Lord Thomas- Snipes (NC) 1918 Sharp B b

Lord Thomas- Snipes (NC) 1918 Sharp B b
 

[From English Folk Songs from the Southern Appalachians collected by Cecil J. Sharp and Olive Dame Campbell- Volume I; 1917 edition and 1932 edition edited by Maud Karpeles. The  1932 edition notes follow.

R. Matteson 2012, 2014]


No. 19. Lord Thomas and Fair Ellinor.

Texts without tunes:—Child's English and Scottish Popular Ballads, No. 73. Broadside by Catnach. C. S. Burners Shropshire Folk-Lore, p. 545. A. Williams's Folk Songs of the Upper Thames, p. 135. Journal of American Folk-Lore, xix. 235; xx. 254; xxviii. 152; xxxix. 94. Cox's Folk Songs of the South, p. 45 (see also further references).

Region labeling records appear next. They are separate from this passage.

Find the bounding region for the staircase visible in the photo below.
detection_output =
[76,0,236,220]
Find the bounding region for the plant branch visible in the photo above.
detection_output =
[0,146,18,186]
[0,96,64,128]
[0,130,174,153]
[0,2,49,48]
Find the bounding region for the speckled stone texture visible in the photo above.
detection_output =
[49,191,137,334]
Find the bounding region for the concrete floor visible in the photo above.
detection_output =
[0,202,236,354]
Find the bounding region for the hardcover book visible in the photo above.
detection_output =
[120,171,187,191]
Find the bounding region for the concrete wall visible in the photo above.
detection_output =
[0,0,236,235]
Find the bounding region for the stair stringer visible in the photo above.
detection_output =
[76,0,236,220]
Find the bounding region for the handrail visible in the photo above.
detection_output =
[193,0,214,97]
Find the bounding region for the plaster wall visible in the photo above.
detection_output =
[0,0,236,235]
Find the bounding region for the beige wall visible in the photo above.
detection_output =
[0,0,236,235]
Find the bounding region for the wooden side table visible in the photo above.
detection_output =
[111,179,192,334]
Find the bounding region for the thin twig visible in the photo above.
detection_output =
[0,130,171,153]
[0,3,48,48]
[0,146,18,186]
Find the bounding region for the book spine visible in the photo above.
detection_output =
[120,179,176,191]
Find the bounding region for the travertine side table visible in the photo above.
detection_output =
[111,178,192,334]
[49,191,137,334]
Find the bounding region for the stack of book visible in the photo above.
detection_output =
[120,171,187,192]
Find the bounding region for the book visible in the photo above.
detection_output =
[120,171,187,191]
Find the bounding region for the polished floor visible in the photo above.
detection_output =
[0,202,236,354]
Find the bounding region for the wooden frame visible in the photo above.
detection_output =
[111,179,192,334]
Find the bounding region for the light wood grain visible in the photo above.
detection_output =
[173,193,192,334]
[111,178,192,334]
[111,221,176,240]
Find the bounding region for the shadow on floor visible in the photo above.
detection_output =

Texts with tunes:—Kidson's Traditional Tunes, p. 40. English County Songs, p. 42. E. M. Leather's Folk-Lore of Herefordshire, p. 200. Sandys's Christmas Carols, tune 18. Journal of the Folk-Song Society, ii. 105; v. 130. Rimbault's Musical Illustrations of Percy's Reliques, p. 94. C. Sharp's English Folk Songs (Selected Edition), ii. 27 (also published in One Hundred English Folk Songs, No.28). Gavin Greig's Last Leaves, No. 28. Scots Musical Museum, vi, No. 535. Reed Smith's South Carolina Ballads, No. 6. Wyman and Brockway's Twenty Kentucky Songs, p. 14. Journal of American Folk-Lore, xviii. 128. British Ballads from Maine, p. 128, Davis's Traditional Ballads of Virginia, pp. 191 and 568. McGill's Folk Songs of the Kentucky Mountains, p. 28. Sandburg's American Songbag, p. 156.

Bb. Lord Thomas
- Mrs. Emily Josephine Snipes (Marion, NC) Sept. 5, 1918; Sharp Bb
Heptatonic. Ionian.

1. Lord Thomas was a bold forester,
A hunter of the king's deer.
Fair Ellen was a fair lady,
Lord Thomas he loved her dear.

2 There's hundreds are my friends, mother,
And thousands are my foes;
Betide my life, betide my death,
To Lord Thomas's wedding I'll go.

3 Despise her not, Lord Thomas says,
Despise her not unto me,
For I like the tip of your little finger
More than her whole body.

4 Fair Ellinor, fair Ellinor, Lord Thomas said,
What makes you look so dun?[1]
You used to wear as good a colour
As ever the sun shone on.

5 Lord Thomas, Lord Thomas, fair Ellinor cries,
Can you not plainly see
My own heart's blood streaming from my side?
Look what she's done to me.

6 He had a sword by his side
As he walked through the hall,
And he cut off the brown girl's head
And kicked it against the wall.

7 He called for his grave to be dug,
Go dig it wide and deep,
And bury fair Ellinor in my arms
And the brown girl at my feet.

8 He put the butt against the floor,
The point against his heart.
There never was three lovers, sure,
So soon they did depart.

1. dun? rhymes with "on."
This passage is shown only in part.